Die Antwort auf diese Frage liegt aus meiner Sicht ebenfalls in der Charakteristik des Sports. So heterogen wie dieser ist, so heterogen sind auch die Persönlichkeiten, die in diesem Führungsaufgaben verantworten. Und was «richtig» oder «falsch» ist bzw. war, bestimmt der (unberechenbare) Erfolg, der, wie bereits erwähnt, oft unabhängig von der tatsächlichen Leistung (auch des Trainers) ist.
Und wer etwas genauer hinschaut, erkennt, dass nicht allein das Verhalten des Trainers bestimmt, wie ein Team geführt wird. Denn Leadership beginnt nicht erst auf dem Platz (wo die direkte Einflussnahme limitiert ist), sondern prägt das Verhältnis zwischen Trainer und Spielern bereits in der Vorbereitung, im täglichen Zusammensein während eines Turniers, aber auch in der Zeit, in denen der Nationaltrainer weniger Einfluss auf seine Spieler nehmen kann. Diese Beziehung ist bedeutender als das, was der Trainer an der Seitenlinie oder nach dem Spiel sagt und macht.

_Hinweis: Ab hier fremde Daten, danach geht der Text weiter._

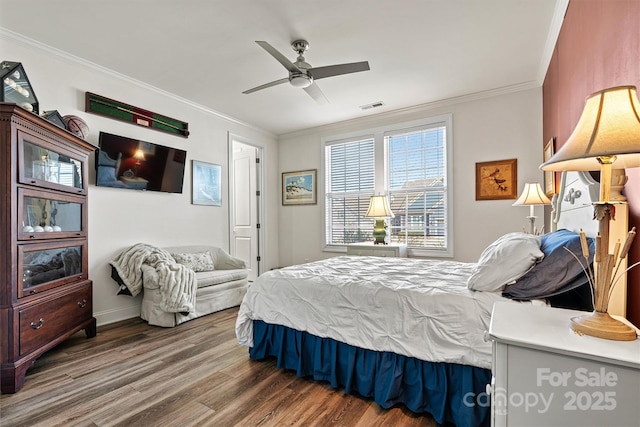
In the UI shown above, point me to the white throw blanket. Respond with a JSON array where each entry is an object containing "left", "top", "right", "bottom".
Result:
[{"left": 109, "top": 243, "right": 198, "bottom": 313}]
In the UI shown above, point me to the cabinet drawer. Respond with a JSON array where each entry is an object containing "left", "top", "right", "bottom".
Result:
[{"left": 19, "top": 282, "right": 93, "bottom": 356}]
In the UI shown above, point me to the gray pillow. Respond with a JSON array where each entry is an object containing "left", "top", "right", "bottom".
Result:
[
  {"left": 502, "top": 229, "right": 595, "bottom": 300},
  {"left": 467, "top": 232, "right": 544, "bottom": 292},
  {"left": 171, "top": 251, "right": 214, "bottom": 273}
]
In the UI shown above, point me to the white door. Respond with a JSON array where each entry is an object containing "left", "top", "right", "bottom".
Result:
[{"left": 229, "top": 140, "right": 260, "bottom": 281}]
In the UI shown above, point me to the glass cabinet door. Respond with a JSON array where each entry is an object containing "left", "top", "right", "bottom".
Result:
[
  {"left": 18, "top": 188, "right": 87, "bottom": 240},
  {"left": 18, "top": 242, "right": 87, "bottom": 298},
  {"left": 18, "top": 132, "right": 86, "bottom": 194}
]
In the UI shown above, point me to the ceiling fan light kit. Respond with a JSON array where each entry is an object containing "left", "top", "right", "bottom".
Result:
[{"left": 242, "top": 40, "right": 369, "bottom": 104}]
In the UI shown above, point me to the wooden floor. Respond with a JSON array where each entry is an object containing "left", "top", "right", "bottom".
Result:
[{"left": 0, "top": 308, "right": 437, "bottom": 427}]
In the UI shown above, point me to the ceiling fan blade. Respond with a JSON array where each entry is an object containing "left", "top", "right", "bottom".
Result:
[
  {"left": 304, "top": 83, "right": 329, "bottom": 104},
  {"left": 256, "top": 41, "right": 300, "bottom": 73},
  {"left": 242, "top": 77, "right": 289, "bottom": 94},
  {"left": 309, "top": 61, "right": 369, "bottom": 80}
]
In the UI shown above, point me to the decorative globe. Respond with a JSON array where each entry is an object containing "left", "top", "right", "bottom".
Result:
[{"left": 62, "top": 114, "right": 89, "bottom": 139}]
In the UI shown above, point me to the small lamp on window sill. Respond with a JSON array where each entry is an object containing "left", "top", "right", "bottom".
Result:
[
  {"left": 133, "top": 148, "right": 146, "bottom": 178},
  {"left": 365, "top": 196, "right": 394, "bottom": 245},
  {"left": 512, "top": 182, "right": 551, "bottom": 235},
  {"left": 540, "top": 86, "right": 640, "bottom": 341}
]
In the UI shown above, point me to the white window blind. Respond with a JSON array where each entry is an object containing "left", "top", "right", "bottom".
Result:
[
  {"left": 325, "top": 139, "right": 375, "bottom": 245},
  {"left": 385, "top": 126, "right": 447, "bottom": 250},
  {"left": 325, "top": 116, "right": 452, "bottom": 255}
]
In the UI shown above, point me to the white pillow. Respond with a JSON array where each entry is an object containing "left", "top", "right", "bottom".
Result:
[
  {"left": 171, "top": 251, "right": 214, "bottom": 273},
  {"left": 467, "top": 232, "right": 544, "bottom": 292}
]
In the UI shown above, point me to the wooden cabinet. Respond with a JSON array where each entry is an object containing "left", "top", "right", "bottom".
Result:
[
  {"left": 0, "top": 103, "right": 96, "bottom": 393},
  {"left": 347, "top": 242, "right": 407, "bottom": 257},
  {"left": 488, "top": 302, "right": 640, "bottom": 427}
]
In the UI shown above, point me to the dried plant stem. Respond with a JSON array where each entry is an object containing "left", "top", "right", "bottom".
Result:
[
  {"left": 609, "top": 261, "right": 640, "bottom": 297},
  {"left": 595, "top": 254, "right": 614, "bottom": 312}
]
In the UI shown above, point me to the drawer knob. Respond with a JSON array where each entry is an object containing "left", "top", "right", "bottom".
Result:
[{"left": 31, "top": 317, "right": 44, "bottom": 329}]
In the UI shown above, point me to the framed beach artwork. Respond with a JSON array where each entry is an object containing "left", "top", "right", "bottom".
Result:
[
  {"left": 476, "top": 159, "right": 518, "bottom": 200},
  {"left": 282, "top": 169, "right": 317, "bottom": 206},
  {"left": 191, "top": 160, "right": 222, "bottom": 206}
]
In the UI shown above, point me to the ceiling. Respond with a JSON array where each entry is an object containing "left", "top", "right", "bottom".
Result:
[{"left": 0, "top": 0, "right": 568, "bottom": 135}]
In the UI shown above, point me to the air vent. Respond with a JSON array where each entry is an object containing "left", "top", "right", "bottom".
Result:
[{"left": 360, "top": 101, "right": 384, "bottom": 110}]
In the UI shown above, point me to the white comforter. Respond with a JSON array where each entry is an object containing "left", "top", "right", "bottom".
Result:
[{"left": 236, "top": 256, "right": 536, "bottom": 369}]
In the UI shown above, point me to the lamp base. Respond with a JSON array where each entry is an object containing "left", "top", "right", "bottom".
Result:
[
  {"left": 571, "top": 311, "right": 636, "bottom": 341},
  {"left": 373, "top": 219, "right": 387, "bottom": 245}
]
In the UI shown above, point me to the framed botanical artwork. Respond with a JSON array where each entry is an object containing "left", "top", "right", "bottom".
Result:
[
  {"left": 543, "top": 137, "right": 556, "bottom": 198},
  {"left": 191, "top": 160, "right": 222, "bottom": 206},
  {"left": 282, "top": 169, "right": 317, "bottom": 206},
  {"left": 476, "top": 159, "right": 518, "bottom": 200}
]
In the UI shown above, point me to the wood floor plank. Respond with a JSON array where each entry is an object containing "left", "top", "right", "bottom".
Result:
[{"left": 0, "top": 307, "right": 437, "bottom": 427}]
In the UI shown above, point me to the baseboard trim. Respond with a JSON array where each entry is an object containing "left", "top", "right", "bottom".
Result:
[{"left": 93, "top": 305, "right": 140, "bottom": 326}]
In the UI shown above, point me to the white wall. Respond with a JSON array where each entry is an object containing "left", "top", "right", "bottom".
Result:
[
  {"left": 0, "top": 32, "right": 279, "bottom": 325},
  {"left": 279, "top": 88, "right": 544, "bottom": 265}
]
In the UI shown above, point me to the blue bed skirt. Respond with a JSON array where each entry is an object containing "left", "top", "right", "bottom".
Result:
[{"left": 249, "top": 320, "right": 491, "bottom": 427}]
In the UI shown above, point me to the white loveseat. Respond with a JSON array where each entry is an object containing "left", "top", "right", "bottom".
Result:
[{"left": 140, "top": 246, "right": 249, "bottom": 327}]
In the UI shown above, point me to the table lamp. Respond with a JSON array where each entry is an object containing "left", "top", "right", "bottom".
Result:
[
  {"left": 511, "top": 182, "right": 551, "bottom": 235},
  {"left": 133, "top": 148, "right": 146, "bottom": 178},
  {"left": 540, "top": 86, "right": 640, "bottom": 341},
  {"left": 365, "top": 196, "right": 394, "bottom": 245}
]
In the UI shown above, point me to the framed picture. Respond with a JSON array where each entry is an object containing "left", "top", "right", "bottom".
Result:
[
  {"left": 476, "top": 159, "right": 518, "bottom": 200},
  {"left": 282, "top": 169, "right": 317, "bottom": 206},
  {"left": 191, "top": 160, "right": 222, "bottom": 206},
  {"left": 543, "top": 136, "right": 556, "bottom": 198}
]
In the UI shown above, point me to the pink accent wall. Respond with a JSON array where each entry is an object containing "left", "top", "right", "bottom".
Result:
[{"left": 541, "top": 0, "right": 640, "bottom": 326}]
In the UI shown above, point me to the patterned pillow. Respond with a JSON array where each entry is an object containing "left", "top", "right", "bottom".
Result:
[{"left": 171, "top": 251, "right": 213, "bottom": 272}]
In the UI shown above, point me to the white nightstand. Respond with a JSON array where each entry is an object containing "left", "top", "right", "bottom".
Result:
[
  {"left": 347, "top": 242, "right": 407, "bottom": 258},
  {"left": 488, "top": 302, "right": 640, "bottom": 427}
]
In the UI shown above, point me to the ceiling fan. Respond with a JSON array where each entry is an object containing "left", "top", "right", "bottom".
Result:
[{"left": 242, "top": 40, "right": 369, "bottom": 104}]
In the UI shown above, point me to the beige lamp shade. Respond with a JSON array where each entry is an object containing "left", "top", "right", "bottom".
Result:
[
  {"left": 540, "top": 86, "right": 640, "bottom": 171},
  {"left": 512, "top": 182, "right": 551, "bottom": 206},
  {"left": 365, "top": 196, "right": 394, "bottom": 218}
]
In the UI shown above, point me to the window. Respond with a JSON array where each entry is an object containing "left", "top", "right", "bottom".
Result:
[{"left": 324, "top": 115, "right": 453, "bottom": 256}]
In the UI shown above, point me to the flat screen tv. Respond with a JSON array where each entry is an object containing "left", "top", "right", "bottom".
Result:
[{"left": 96, "top": 132, "right": 187, "bottom": 193}]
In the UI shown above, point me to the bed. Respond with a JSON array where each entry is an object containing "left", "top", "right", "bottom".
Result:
[{"left": 236, "top": 171, "right": 593, "bottom": 427}]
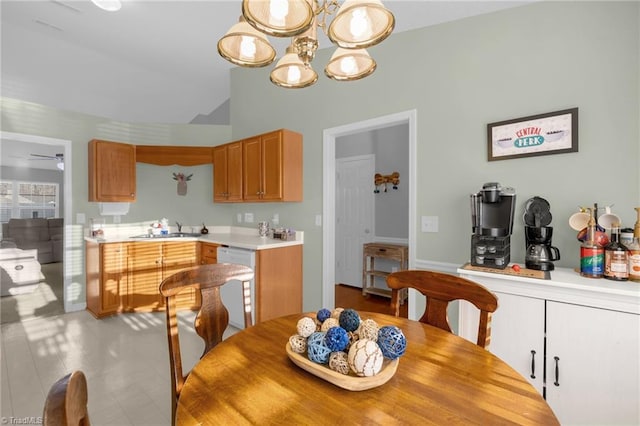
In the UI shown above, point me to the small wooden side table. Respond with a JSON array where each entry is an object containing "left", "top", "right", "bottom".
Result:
[{"left": 362, "top": 243, "right": 409, "bottom": 303}]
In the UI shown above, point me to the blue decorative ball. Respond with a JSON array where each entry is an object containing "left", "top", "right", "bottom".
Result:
[
  {"left": 316, "top": 308, "right": 331, "bottom": 323},
  {"left": 339, "top": 309, "right": 360, "bottom": 331},
  {"left": 378, "top": 325, "right": 407, "bottom": 360},
  {"left": 324, "top": 327, "right": 349, "bottom": 352},
  {"left": 307, "top": 331, "right": 331, "bottom": 364}
]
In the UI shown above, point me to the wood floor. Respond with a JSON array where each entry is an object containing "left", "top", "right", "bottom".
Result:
[{"left": 335, "top": 284, "right": 408, "bottom": 318}]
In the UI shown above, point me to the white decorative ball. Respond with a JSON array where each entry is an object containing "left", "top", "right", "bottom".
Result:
[
  {"left": 356, "top": 319, "right": 380, "bottom": 342},
  {"left": 320, "top": 318, "right": 340, "bottom": 331},
  {"left": 329, "top": 352, "right": 349, "bottom": 374},
  {"left": 298, "top": 317, "right": 316, "bottom": 337},
  {"left": 289, "top": 334, "right": 307, "bottom": 354},
  {"left": 347, "top": 339, "right": 384, "bottom": 377},
  {"left": 331, "top": 308, "right": 344, "bottom": 320}
]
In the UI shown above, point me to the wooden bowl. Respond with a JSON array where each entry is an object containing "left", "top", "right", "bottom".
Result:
[{"left": 285, "top": 342, "right": 399, "bottom": 391}]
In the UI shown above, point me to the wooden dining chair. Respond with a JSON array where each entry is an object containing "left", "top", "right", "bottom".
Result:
[
  {"left": 387, "top": 270, "right": 498, "bottom": 349},
  {"left": 42, "top": 370, "right": 89, "bottom": 426},
  {"left": 160, "top": 263, "right": 254, "bottom": 424}
]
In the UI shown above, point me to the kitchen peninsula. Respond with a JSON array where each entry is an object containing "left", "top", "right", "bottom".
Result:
[{"left": 85, "top": 226, "right": 303, "bottom": 323}]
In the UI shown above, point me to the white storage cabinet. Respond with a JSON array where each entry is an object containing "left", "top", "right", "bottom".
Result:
[{"left": 458, "top": 268, "right": 640, "bottom": 425}]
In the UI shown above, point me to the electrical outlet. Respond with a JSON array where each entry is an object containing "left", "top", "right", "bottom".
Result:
[{"left": 421, "top": 216, "right": 438, "bottom": 232}]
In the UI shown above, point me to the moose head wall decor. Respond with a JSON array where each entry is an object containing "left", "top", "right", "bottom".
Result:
[{"left": 373, "top": 172, "right": 400, "bottom": 194}]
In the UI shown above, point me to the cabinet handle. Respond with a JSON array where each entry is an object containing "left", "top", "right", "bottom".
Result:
[{"left": 529, "top": 349, "right": 536, "bottom": 379}]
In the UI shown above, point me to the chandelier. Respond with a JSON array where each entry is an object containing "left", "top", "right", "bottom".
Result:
[{"left": 218, "top": 0, "right": 395, "bottom": 88}]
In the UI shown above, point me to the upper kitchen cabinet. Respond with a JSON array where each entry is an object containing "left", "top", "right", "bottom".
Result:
[
  {"left": 213, "top": 142, "right": 242, "bottom": 203},
  {"left": 89, "top": 139, "right": 136, "bottom": 202},
  {"left": 242, "top": 129, "right": 302, "bottom": 202}
]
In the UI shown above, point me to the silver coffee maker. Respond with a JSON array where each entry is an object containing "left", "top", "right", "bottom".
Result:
[{"left": 471, "top": 182, "right": 516, "bottom": 269}]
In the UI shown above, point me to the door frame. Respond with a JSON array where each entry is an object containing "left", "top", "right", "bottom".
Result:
[
  {"left": 322, "top": 109, "right": 417, "bottom": 318},
  {"left": 0, "top": 131, "right": 76, "bottom": 312}
]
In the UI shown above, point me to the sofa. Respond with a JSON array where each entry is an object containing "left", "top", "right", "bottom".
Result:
[{"left": 2, "top": 218, "right": 64, "bottom": 263}]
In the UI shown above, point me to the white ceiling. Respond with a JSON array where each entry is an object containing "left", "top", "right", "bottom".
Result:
[
  {"left": 0, "top": 0, "right": 535, "bottom": 123},
  {"left": 0, "top": 139, "right": 64, "bottom": 170}
]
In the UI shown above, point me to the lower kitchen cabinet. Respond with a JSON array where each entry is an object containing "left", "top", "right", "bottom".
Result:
[
  {"left": 459, "top": 270, "right": 640, "bottom": 425},
  {"left": 85, "top": 242, "right": 128, "bottom": 317},
  {"left": 200, "top": 243, "right": 220, "bottom": 265},
  {"left": 86, "top": 241, "right": 200, "bottom": 318},
  {"left": 255, "top": 245, "right": 302, "bottom": 323},
  {"left": 546, "top": 301, "right": 640, "bottom": 425}
]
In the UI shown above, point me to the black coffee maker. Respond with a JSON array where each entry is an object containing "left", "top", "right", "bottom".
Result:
[
  {"left": 471, "top": 182, "right": 516, "bottom": 269},
  {"left": 524, "top": 197, "right": 560, "bottom": 271}
]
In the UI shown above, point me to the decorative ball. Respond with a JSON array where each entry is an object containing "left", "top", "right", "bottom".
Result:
[
  {"left": 329, "top": 352, "right": 349, "bottom": 374},
  {"left": 324, "top": 327, "right": 349, "bottom": 352},
  {"left": 316, "top": 308, "right": 331, "bottom": 323},
  {"left": 298, "top": 317, "right": 316, "bottom": 337},
  {"left": 331, "top": 308, "right": 344, "bottom": 319},
  {"left": 289, "top": 334, "right": 307, "bottom": 354},
  {"left": 347, "top": 339, "right": 384, "bottom": 377},
  {"left": 307, "top": 331, "right": 331, "bottom": 364},
  {"left": 378, "top": 325, "right": 407, "bottom": 359},
  {"left": 339, "top": 309, "right": 360, "bottom": 331},
  {"left": 320, "top": 318, "right": 340, "bottom": 331},
  {"left": 357, "top": 319, "right": 380, "bottom": 342}
]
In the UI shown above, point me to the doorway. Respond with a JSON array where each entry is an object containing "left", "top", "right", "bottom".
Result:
[
  {"left": 322, "top": 110, "right": 417, "bottom": 318},
  {"left": 335, "top": 154, "right": 376, "bottom": 287},
  {"left": 0, "top": 131, "right": 74, "bottom": 322}
]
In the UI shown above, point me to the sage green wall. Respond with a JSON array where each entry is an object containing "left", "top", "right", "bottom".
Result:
[{"left": 231, "top": 1, "right": 640, "bottom": 310}]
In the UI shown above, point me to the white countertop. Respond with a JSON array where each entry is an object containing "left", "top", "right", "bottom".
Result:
[
  {"left": 457, "top": 267, "right": 640, "bottom": 314},
  {"left": 85, "top": 226, "right": 304, "bottom": 250}
]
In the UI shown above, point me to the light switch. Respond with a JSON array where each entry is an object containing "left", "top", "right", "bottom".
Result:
[{"left": 421, "top": 216, "right": 438, "bottom": 232}]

Und Führung ist nur möglich, wenn sie auch zugelassen wird. Lassen sich die Spieler von ihrem Trainer führen oder nehmen sie selbst Führungsverantwortung wahr? Ist der Captain der verlängerte Arm des Trainers oder ist er der eigentliche Leader? Oder führen sich die Spieler gar selbst, verfügen sie über Leadership, verfügen sie über Werte und Überzeugungen und leben diese mit ihrem eigenen Handeln vor?
Das müsste aus meiner Sicht das Ziel eines wirklichen Leaders bzw. eines Trainers im Sport sein – Persönlichkeitsentwicklung statt Führung.